L’affaire devient encore plus croustillante avec les mandats de gestion. Même plus besoin de rémunérer la cohorte des commerciaux en agence pour convaincre la clientèle captive. On prime le commercial une fois lorsque le pigeon a été rabattu de l’agence locale à la gestion de fortune. Là on fait ce qu’on veut comme on veut quand on veut.
Dans n’importe quel autre métier que la banque, le mandataire ne peut toucher d’autres rémunérations que les honoraires de son mandat. Lorsque par exemple les syndics d’immeubles s’affranchissent de cette règle, ils sont poursuivis au pénal. Si on prétendait imposer cette règle de base du Code à la banque, on entendrait sans doute jusqu’au fond de l’univers les rires inextinguibles de ces messieurs. Regardez ma main droite mais pas ma main gauche. Tous les départements ou filiales de la banque se servent sur la bête. Courtages, commissions, frais, toute la panoplie des rémunérations se met en marche sans que le client n’en voit rien. Les analystes de la banque conseillent les bons produits de la banque qui fonctionnent avec les services de la banque. Une fois encore il s’agit de faire aussi mal que les autres en sachant que même si on fait pire l’argument du poids de la banque et de la « sécurité » que la taille procure sera mis en avant.
Alors les gestionnaires font littéralement n’importe quoi pourvu que cela rapporte à la banque. Les subprimes ne seront pas intégrées dans les comptes des clients français en 2002 ou 2003. Mais généralement au premier semestre 2007 lorsque les courtages offerts par les courtiers américains pour se débarrasser de ces produits qui commencent à brûler les mains sont au plus haut. Jamais l’état français n’a exigé de connaître les rémunérations obtenues par les banques dans le cadre de ces opérations douteuses ni qu’elles soient restituées aux investisseurs lésés. Si vous avez lu dans la presse un article exigeant une telle étude ou la constitution d’une commission d’enquêtes parlementaire …
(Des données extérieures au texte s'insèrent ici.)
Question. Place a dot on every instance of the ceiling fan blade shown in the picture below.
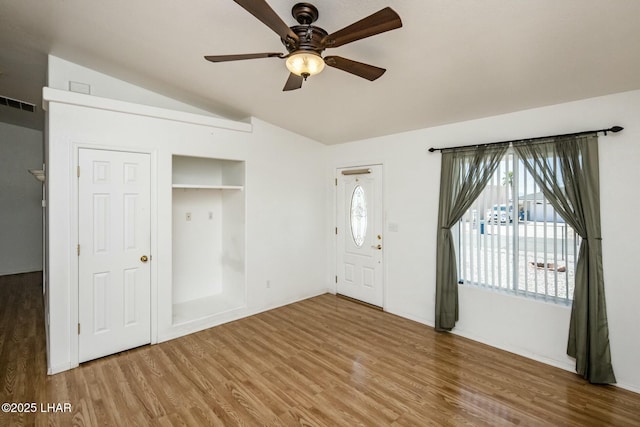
(366, 71)
(293, 82)
(261, 10)
(239, 57)
(383, 20)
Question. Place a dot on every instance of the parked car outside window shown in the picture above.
(500, 214)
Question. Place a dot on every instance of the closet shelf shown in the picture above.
(209, 187)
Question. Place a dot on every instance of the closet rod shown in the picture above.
(613, 129)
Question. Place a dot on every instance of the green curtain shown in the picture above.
(465, 173)
(567, 171)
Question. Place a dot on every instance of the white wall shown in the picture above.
(285, 206)
(530, 328)
(20, 200)
(61, 72)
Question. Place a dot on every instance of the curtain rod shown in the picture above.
(613, 129)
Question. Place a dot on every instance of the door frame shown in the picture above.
(334, 213)
(74, 337)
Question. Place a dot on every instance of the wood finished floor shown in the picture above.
(322, 361)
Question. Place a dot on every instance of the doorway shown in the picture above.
(359, 272)
(114, 241)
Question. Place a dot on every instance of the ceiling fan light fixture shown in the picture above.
(305, 63)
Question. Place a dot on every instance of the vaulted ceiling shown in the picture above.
(451, 61)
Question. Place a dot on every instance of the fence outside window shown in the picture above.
(512, 240)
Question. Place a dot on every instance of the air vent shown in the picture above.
(15, 103)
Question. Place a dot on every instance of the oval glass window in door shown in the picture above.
(358, 216)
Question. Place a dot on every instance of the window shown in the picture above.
(512, 240)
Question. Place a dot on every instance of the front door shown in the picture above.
(359, 233)
(114, 278)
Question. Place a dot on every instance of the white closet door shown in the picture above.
(114, 307)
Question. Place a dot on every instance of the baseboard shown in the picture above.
(22, 271)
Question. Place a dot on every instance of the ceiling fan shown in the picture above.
(306, 42)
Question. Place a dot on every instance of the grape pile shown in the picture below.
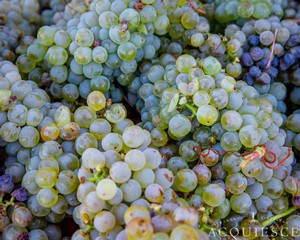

Un de nos correspondants nous a envoyé copie des placements faits par BNPPARIBAS sur un (petit) compte profil « équilibré » avec mandat de gestion. On y voit à l’été 2008 des achats surprenants de titres de banques françaises. Les titres sont BNPPARIBAS bien sûr (on n’est jamais mieux servi que par soi même) et le 9 septembre 2008, la veille même de l’effondrement général des banques, 31 actions de la Société générale, solidarité de place oblige. Tous les banquiers savent à cette date que le marché interbancaire est bloqué, que les plus grosses difficultés bancaires se préparent. Dès cette date on sait qu’il se passe quelque chose d’inhabituellement grave aux Etats-Unis. Et les cours des banques sont déjà en chute libre. La Société Générale est dans la ligne de mire depuis l’affaire Kerviel. Qu’importe : on achète dans le cadre d’un tout petit compte de profil équilibré un titre qui va perdre 70% de sa valeur et qui ne pouvait en aucun cas en gagner!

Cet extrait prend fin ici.